(Issued for the International Conference Beyond 2000: Engineering Research Strategies)

Sibiu, Romania, November 25-27, 1999

# SIMULATING SOME ADVANCED PROCESSING TECHNIQUES INTO A SUPERSCALAR ARCHITECTURE

### Adrian FLOREA, Lucian N. VINTAN,

University "L. Blaga", Department of Computer Science, Str. E. Cioran, No. 4, Sibiu-2400, ROMANIA, E-mail: <u>vintan@cs.sibiu.ro</u>,

**Abstract:** The main aim of this short paper is to investigate multiple-instruction-issue in a high-performance superscalar architecture, illustrating the limits of some well-known technique (like dependence collapsing and instruction bypassing) or the best solution in that concern the cache architecture strategy. Also we propose a new technique, named Multiple – Load for improving processor performance in a superscalar architecture. Our research use trace driven simulation techniques to evaluate the processor performance.

*Key words:* Trace driven simulation, Superscalar, Cache, Write Back, Write Through, Instructions Collapsing

### 1. INTRODUCTION

The main simulation techniques used to evaluate and establish from a suite, the best processor pipeline configuration. The entering parameter for these techniques are benchmark programs (traces). We used the traces obtained based on the eight C Stanford integer benchmarks. These benchmarks were compiled through the HSA (Hatfield Superscalar Architecture) compiler, developed at the University of Hertfordshire, UK, by Dr. G.B. Steven's Research Group. Further, the traces were obtained using the HSA simulator, developed at the same university [Ste96]. Based on these tools, we have developed a trace driven simulator to investigate the limits of some well-known techniques (like dependence collapsing, instruction bypass using DWB - data write buffer) or the potential of some new developed techniques (like Multiple - Load) for improving processor's performance into a superscalar pipeline architecture (with four stages: IF, ID, ALU/MEM, **WB**). This technique called Multiple – Loads is based on an additional information (memory addresses of Load/Store instructions), available during the instruction decode stage.

### 2. SIMULATION WORK 2.1. BENCHMARK PROGRAMS

The simulation work has been centred on the Stanford integer benchmark suite, a collection of eight C programs designed by Professor John Hennessy, to be representative of non - numeric code while at the same being compact. The benchmarks time computationally intensive with higher dynamic instruction counts (the cube packing problem, the eight queens problem, bubble sorts an array, quick sorts a randomised array, the binary tree sort, matrix multiplication, recursive computation of permutations, Towers of Hanoi - recursive problem). Although, many applications are not represented by the benchmarks, including graphics, multimedia, critical hand-coded operating system routines. All these benchmarks were compiled by the HSA Gnu C compiler, which targets the HSA instruction set. The resulted HSA object code was simulated by a dedicated HSA simulator [Ste96], which generates the corresponding traces.

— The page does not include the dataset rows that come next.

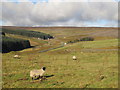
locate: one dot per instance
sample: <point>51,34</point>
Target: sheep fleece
<point>34,73</point>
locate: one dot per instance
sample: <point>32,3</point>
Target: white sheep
<point>37,73</point>
<point>65,43</point>
<point>16,56</point>
<point>74,58</point>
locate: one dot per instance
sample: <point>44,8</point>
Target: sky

The average instruction number is about 273.000. The average percentage of total instructions that are branches is about 13%, that are Load is still 18%, that are Store is about 12% and that are arithmetic is about 57% [Flo98].

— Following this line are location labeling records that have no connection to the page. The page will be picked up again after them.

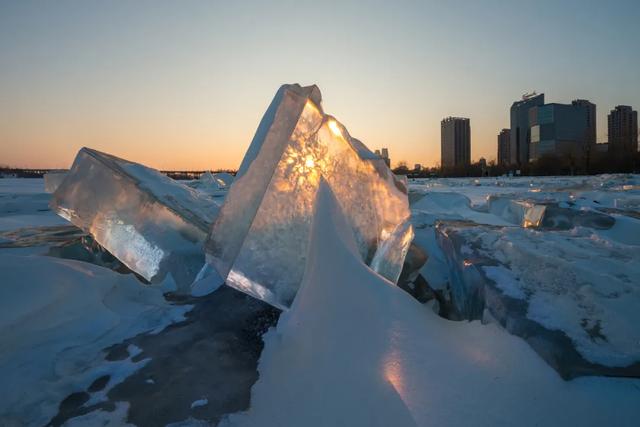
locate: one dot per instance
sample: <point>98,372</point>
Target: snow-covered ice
<point>259,240</point>
<point>56,317</point>
<point>554,260</point>
<point>354,350</point>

#### 2.2. THE SIMULATION METHOD

Following our aims, we developed a dedicated trace driven simulator [Vin99] that uses the above mentioned traces. The most important input parameters for this simulator are:

- FR fetch rate the instructions number that is fetched from Instruction Cache: up to 16 IPC (Instruction Per Cycle)
- IBS instruction buffer size: up to 64 instructions
- Type and Size of Cache Memories (size of caches is measured in location; a location of Instruction Cache stores an instruction and a location from Data Cache stores memory addresses)
- BLOC\_SIZE the size of the data cache block: up to 32 location
- IRmax parallel issue capability the maximum number of instructions that can be dispatched concurrently from the Instruction Buffer: up to 8 IPC

- Instruction Latencies (measured in cycles): up to 20 cycles
- Type and Number of Functional Units

During this research we use a direct-mapped split (Instruction & Data) cache structure. Where not specified, the results were obtained using an optimal superscalar architecture [Flo98], with FR = 8, IBS = 16, IR\_{max} = 4, BLOC\_SIZE = 8, N\_PEN = 10 cycles (N\_PEN - cycles required to load a block from main memory). We have also used a two-port data cache that can be accessed simultaneously by two non-aliasing Load/Store instructions.

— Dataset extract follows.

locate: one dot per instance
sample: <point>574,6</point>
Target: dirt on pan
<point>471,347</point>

The simulation results are presented in terms of instructions per cycle (IPC) and we summarised them by taking the harmonic mean over the benchmark set. During the simulation we have used as a main metric the average issue rate which encloses all simulated processes and generates a synthetic and realist performance indicator.

#### 3. SOME RESULTS

### A. Using write back strategy in Data Cache

There are two basic options when writing to the cache: write back and write through. Both of them have their own advantages. With write back, writes occur at the speed of the cache memory, and multiple write within a block require only one write to the lower level memory. With write through, read misses never resuit in writes to the lower level, and write through is easier to implement than write back. Write through also has the advantage that the next lower level has the most current copy of the data. Therefore, I/O and multiprocessors are fickle: they want write back for processor caches to reduce the memory traffic and write through to keep the cache consistent with lower levels of the memory hierarchy.

The simulation results show that write back strategy is with 44.69% more performant than write through. In our opinion, write back has a net advantage, eclipsed just by a harder implementation, especially related to cache coherence mechanisms into multiprocessor systems [Hen96]. Thus, following our aims, the simulations used the write back strategy.



Figure 1 Comparative study about processor performance depending on cache write strategy

# **B.** Multiple Loads – a new technique for improving processor performance

We are introducing now a new method for reducing the cache miss penalty, called "multiple loads". It is well known [Hen96] that reducing the cache miss penalty improves the processor's performance. Assuming that the target address of Load/Store instructions belonging to the instruction buffer are known, it could be issued multiple Load instructions, which are reading from the same fetched data cache block if there are a no intercalated Store instructions between these Loads. This method could be applied in an Out of Order mechanism

with reservation stations for Load and Store instructions or even in a Trace Processor[Vin99b].

Using this technique, the processing rate could be involved by two factors: Size of Data Cache Memory (SIZE\_DC parameter – see Figure 2) and Instruction Buffer Size (IBS parameter – see Figure 3). In a small Data Cache, sumarised by fewer data cache blocks, is likely to access the same block for several times; also, a bigger instruction buffer is likely to retain more Load instructions that access the same data cache block.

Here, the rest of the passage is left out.